Business Critical Tier
| Aspect | Details |
|---|---|
| HA Mechanism | Built-in Always On AG (similar technology as SQL Server AG) |
| Replicas | 1 primary + 3 secondary replicas (all with local data) |
| Failover time | ~5-10 seconds |
| Read replicas | ✅ 1 free read-only replica (built-in read scale-out) |
| Storage | Local SSD on each replica — much faster I/O |
| IOPS | Higher — local NVMe/SSD storage |
| Use case | Mission-critical workloads, OLTP, low latency requirements |
| SLA | 99.99% |
How Business Critical failover works:
- Primary replica failure is detected
- One of the 3 secondaries is promoted to primary (all have local data copies)
- Failover is near-instant because data is already local
- The gateway redirects connections to the new primary
- A new secondary is provisioned in the background
Business Critical = Always On AG under the hood (4-node AG with synchronous commit).
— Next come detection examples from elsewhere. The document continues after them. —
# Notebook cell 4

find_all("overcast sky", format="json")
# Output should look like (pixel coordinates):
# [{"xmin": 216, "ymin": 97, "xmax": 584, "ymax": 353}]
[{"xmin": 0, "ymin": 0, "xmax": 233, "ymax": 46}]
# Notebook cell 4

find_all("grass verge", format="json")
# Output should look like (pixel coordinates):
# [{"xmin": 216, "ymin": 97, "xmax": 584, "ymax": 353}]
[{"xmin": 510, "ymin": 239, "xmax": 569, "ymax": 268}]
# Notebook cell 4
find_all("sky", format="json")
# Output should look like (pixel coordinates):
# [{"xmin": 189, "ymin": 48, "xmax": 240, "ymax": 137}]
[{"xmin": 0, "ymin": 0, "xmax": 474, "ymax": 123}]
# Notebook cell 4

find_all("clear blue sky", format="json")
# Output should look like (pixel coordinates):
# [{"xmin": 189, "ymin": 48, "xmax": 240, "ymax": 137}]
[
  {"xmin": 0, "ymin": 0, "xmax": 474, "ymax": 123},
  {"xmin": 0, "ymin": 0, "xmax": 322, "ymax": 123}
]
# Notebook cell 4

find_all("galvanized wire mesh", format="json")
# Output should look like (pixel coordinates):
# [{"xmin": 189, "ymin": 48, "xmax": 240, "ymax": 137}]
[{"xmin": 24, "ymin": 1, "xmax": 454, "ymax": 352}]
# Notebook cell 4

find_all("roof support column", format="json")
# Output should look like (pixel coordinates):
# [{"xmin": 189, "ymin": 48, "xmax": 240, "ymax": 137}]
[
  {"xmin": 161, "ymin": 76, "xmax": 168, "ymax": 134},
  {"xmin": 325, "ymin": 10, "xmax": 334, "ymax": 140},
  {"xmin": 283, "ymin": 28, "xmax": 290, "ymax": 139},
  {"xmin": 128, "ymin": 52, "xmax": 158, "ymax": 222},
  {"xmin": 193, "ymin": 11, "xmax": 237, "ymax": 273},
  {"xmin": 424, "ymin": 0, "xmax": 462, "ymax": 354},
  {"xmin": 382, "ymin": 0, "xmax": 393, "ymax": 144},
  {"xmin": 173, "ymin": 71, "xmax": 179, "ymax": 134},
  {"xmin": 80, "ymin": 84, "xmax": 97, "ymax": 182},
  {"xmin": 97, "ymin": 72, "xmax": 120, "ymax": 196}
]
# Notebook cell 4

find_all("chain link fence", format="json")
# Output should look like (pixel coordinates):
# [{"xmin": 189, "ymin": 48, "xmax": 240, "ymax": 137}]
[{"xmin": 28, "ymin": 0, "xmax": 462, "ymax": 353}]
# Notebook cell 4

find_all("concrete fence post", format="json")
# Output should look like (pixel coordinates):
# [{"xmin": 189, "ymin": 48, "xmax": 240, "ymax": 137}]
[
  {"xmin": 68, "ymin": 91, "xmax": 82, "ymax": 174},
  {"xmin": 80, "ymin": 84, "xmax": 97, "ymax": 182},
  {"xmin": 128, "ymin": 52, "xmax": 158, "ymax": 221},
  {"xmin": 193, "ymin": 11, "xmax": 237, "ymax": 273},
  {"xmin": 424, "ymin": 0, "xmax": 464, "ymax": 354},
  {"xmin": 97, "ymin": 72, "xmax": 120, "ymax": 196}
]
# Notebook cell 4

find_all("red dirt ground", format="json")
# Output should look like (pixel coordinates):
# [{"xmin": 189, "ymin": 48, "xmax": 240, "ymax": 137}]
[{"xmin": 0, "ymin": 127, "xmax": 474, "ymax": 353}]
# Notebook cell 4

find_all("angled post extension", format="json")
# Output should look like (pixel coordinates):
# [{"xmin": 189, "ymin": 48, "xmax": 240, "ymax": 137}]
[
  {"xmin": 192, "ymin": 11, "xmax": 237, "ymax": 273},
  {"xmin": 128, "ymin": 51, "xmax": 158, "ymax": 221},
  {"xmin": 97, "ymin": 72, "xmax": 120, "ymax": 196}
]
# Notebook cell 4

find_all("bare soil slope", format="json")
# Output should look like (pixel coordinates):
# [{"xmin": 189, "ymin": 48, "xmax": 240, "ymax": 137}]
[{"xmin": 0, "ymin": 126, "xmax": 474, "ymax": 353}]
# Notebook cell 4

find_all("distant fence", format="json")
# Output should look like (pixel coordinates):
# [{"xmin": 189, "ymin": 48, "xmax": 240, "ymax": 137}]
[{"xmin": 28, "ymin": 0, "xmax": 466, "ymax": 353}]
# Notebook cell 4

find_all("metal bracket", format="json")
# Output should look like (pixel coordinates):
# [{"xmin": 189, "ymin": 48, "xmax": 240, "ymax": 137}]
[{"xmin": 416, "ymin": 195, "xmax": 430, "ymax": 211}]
You get one free read-only replica accessible via the connection string option ApplicationIntent=ReadOnly. This is the same technology as SQL Server AG but fully managed.
VNet Architecture
Unlike Azure SQL Database, MI is deployed inside your VNet:
Subnet Requirements
| Requirement | Details |
|---|---|
| Dedicated subnet | MI requires its own subnet — no other resources allowed |
| Minimum size | /27 (32 IPs) for a single MI, /26 recommended |
| NSG | Auto-created and managed by Azure; you can add additional rules |
| Route Table | Auto-created; includes mandatory routes for MI management |
| Delegation | Subnet must be delegated to Microsoft.Sql/managedInstances |
Don't put anything else in the MI subnet! The subnet must be delegated exclusively to Managed Instance. Also, you cannot easily change the subnet size after MI is deployed — plan for growth (use /26 or /25).
Failover Groups for Managed Instance
For cross-region DR, MI uses Failover Groups (similar to Azure SQL DB):
# Create MI failover group
az sql instance-failover-group create \
--resource-group rg-dp300 \
--location eastus \
--mi mi-primary \
--partner-mi mi-secondary \
--partner-resource-group rg-dp300-dr \
--name fog-mi-dp300 \
--failover-policy Automatic \
--grace-period 60
# Connection endpoints (auto-generated):
# Read-Write: fog-mi-dp300.zone-id.database.windows.net
# Read-Only: fog-mi-dp300.secondary.zone-id.database.windows.net
| Feature | Details |
|---|---|
| Scope | All user databases on the instance (all or nothing) |
| Endpoint | Single DNS endpoint, no change on failover |
| Failover | Automatic with configurable grace period |
| Replication | Asynchronous geo-replication |
| Read-Only | Secondary is readable via .secondary endpoint |
MI Failover Groups replicate all user databases — you can't pick individual databases like in Azure SQL DB. The system databases (master, msdb) are NOT replicated. Logins and agent jobs must be manually synced or scripted.
MI Link Feature
The MI Link enables near real-time data replication between on-premises SQL Server and Managed Instance:
Use cases:
- Offload reporting to MI while keeping on-prem as primary
- Migration staging — replicate continuously, then cut over
- Hybrid DR — MI as a disaster recovery target
Performance Comparison
| Metric | General Purpose | Business Critical |
|---|---|---|
| vCores | 4-80 | 4-128 |
| Max storage | 16 TB | 16 TB |
| IOPS | ~500-7500 (storage-dependent) | ~30,000-400,000+ (local SSD) |
| Latency | ~5-10ms (remote storage) | ~1-2ms (local SSD) |
| Read replicas | 0 | 1 (free) |
| Failover time | ~30s | ~5-10s |
| Zone redundancy | ✅ (optional) | ✅ (optional) |
| In-memory OLTP | ❌ | ✅ |
| Price | ~40-60% less | Higher |
Start with General Purpose for most workloads. Move to Business Critical only if you need: sub-2ms latency, very high IOPS, read replicas, or In-memory OLTP. The cost difference is significant — Business Critical is roughly 2-3x the price.